As far as storage capacity is concerned this is a very easy issue to understand. If in an attempt to save money you choose a unit that falls short in capacity you are going to have a lot of problems. Constantly deleting and reinstalling large amounts of data because your SSD doesn’t have the capacity it needs is hastening its demiseand buying a new drive will cost you additional money, which can ultimately make this mistake very expensive.
5.-The cheap thing can be very expensive.
At this point we could bring up the mistake in choosing the storage capacity we really need, but the truth is that I am referring to the problem that some very cheap SSD drives sold in certain stores are giving. Sometimes, those SSD drives are not really what they look likeas they actually mount pendrives (USB storage drives) that are glued and connected to simulate an SSD.

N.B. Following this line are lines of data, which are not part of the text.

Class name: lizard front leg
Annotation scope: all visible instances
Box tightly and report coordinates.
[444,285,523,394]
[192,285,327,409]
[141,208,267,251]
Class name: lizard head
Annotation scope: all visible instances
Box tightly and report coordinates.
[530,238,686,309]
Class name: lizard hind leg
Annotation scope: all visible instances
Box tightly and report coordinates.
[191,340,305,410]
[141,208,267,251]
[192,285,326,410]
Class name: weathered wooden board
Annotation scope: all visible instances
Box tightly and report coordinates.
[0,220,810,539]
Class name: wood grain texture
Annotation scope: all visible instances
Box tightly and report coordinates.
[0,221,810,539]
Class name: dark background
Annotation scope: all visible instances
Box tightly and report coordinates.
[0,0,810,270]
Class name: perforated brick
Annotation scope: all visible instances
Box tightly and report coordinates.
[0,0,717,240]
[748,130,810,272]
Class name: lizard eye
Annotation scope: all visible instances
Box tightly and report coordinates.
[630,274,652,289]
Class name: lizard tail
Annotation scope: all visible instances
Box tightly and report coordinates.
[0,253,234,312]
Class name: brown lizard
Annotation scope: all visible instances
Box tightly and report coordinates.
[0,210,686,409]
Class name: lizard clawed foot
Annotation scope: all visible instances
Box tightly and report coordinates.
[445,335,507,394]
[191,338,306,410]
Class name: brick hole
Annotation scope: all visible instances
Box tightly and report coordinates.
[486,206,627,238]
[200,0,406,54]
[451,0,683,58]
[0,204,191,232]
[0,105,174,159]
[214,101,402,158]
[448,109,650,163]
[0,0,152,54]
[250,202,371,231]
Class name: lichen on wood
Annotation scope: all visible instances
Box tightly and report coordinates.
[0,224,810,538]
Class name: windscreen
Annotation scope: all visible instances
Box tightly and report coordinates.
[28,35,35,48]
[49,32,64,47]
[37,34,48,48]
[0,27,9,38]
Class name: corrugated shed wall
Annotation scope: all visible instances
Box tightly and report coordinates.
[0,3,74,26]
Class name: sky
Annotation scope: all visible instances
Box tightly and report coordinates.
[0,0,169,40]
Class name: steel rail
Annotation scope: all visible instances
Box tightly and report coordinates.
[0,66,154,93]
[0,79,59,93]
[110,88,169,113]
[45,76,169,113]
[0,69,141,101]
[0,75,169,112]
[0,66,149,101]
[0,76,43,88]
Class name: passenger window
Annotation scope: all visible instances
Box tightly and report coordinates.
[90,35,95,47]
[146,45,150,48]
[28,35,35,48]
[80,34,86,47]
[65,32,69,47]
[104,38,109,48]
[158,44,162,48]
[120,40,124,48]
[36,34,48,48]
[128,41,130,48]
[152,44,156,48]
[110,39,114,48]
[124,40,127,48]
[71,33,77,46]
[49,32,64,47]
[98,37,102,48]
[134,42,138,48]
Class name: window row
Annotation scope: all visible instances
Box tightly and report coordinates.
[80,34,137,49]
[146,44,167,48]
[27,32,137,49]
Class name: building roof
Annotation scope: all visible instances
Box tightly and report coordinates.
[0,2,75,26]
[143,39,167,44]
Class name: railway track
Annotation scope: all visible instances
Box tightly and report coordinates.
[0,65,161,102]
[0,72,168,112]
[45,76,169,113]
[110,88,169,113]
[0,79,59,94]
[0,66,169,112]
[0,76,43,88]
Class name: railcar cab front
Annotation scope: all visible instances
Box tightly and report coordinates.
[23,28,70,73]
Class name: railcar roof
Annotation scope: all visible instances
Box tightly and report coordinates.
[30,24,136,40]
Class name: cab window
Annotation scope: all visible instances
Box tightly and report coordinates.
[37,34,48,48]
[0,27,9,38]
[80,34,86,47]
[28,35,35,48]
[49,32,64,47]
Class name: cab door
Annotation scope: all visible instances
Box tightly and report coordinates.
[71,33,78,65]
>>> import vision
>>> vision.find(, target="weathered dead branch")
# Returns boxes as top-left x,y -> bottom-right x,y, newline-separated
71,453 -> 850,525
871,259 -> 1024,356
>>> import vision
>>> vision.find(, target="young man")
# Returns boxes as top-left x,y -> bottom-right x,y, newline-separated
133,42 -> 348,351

There are also cases where even though they are SSD drives. they do not deliver what they promiseand they almost always have a low service life. It is true that they have price in their favor, since they are usually very inexpensive, but overall they are a bad investment. I have cases of people close to me who got carried away by the price hook and bought 256 GB SSDs for 10 euros that, in reality, were what I told you before, a USB glued to a 2.5 inch chassis.

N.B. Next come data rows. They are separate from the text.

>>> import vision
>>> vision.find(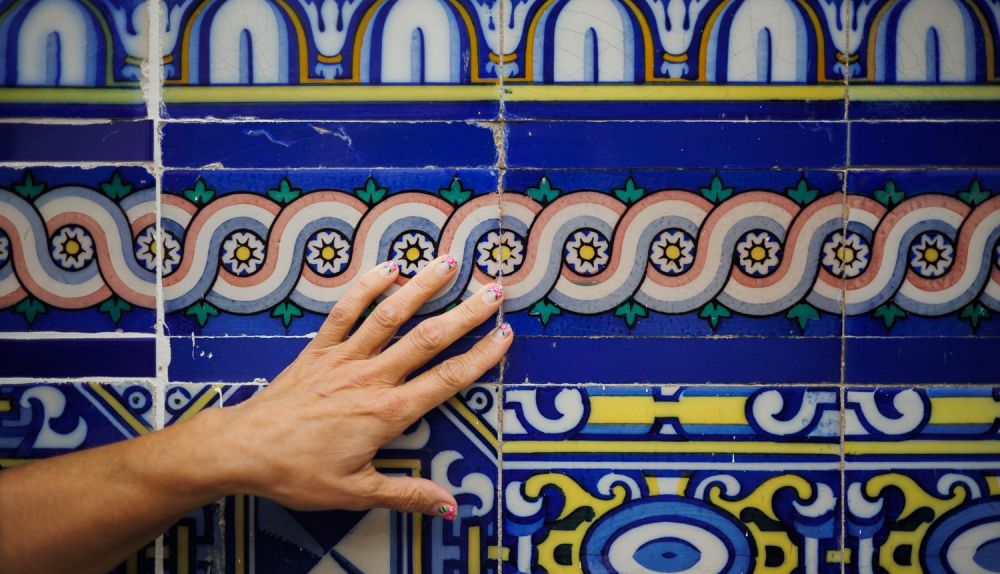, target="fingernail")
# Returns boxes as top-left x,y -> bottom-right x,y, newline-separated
431,503 -> 458,520
437,255 -> 458,275
493,323 -> 514,341
483,283 -> 503,305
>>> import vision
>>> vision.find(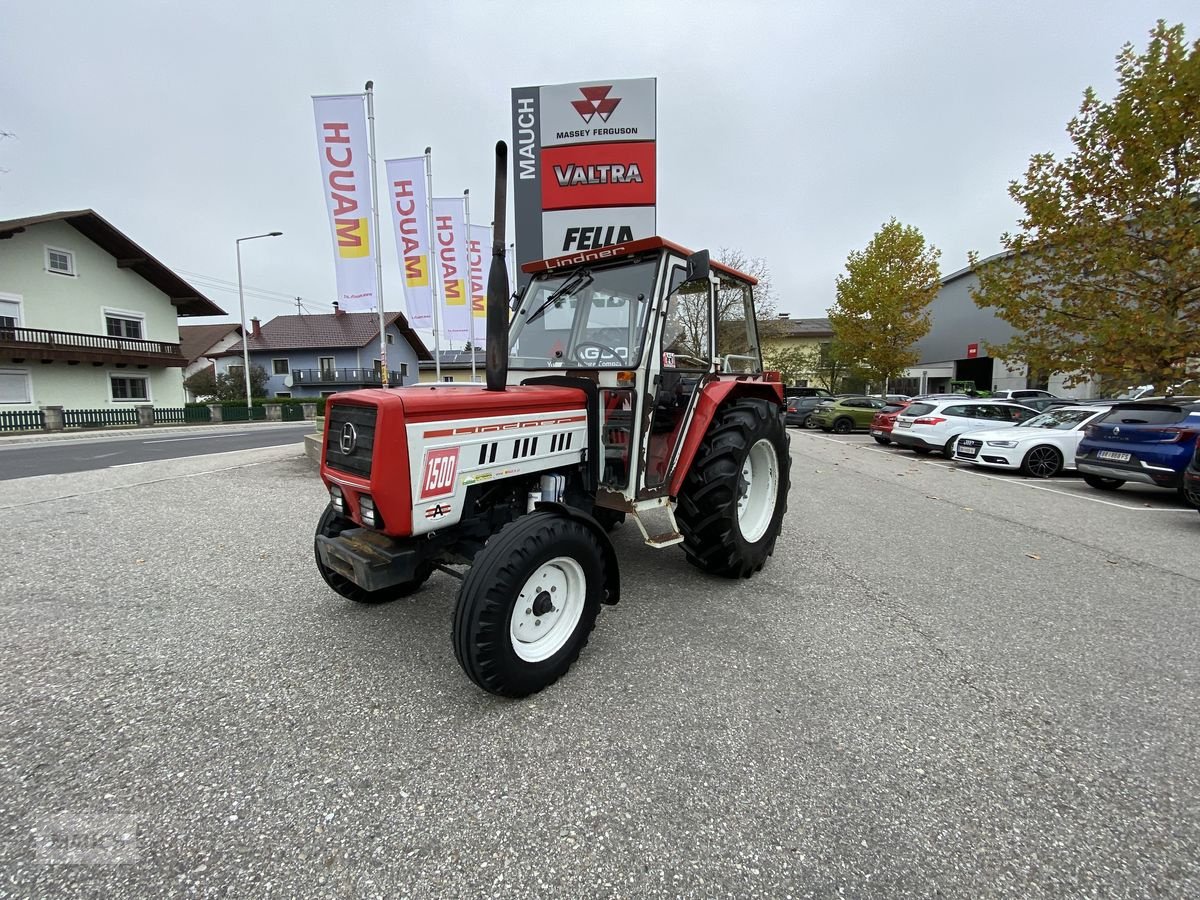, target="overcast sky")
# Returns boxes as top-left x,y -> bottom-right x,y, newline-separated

All in all, I have also been able to test SSD drives of little known brands that in the end have worked without problems, so with this. I don’t mean to say that a cheap SSD is not an option, I simply mean that we should avoid those offers that seem too good to be true.. Think that, right now, the most normal thing is that a SATA III SSD in 2.5-inch format with a capacity of 128 GB is around 16-20 euros. If we see an offer for 5 euros we have every reason to think badly and avoid it.
In the end it is always better to invest a little more when choosing your new SSD than to rush to the maximum and go for more than dubious models. When in doubt, the best thing you can do is to always buy from reputable stores that guarantee you a refund in case something goes wrong, so you can have complete peace of mind.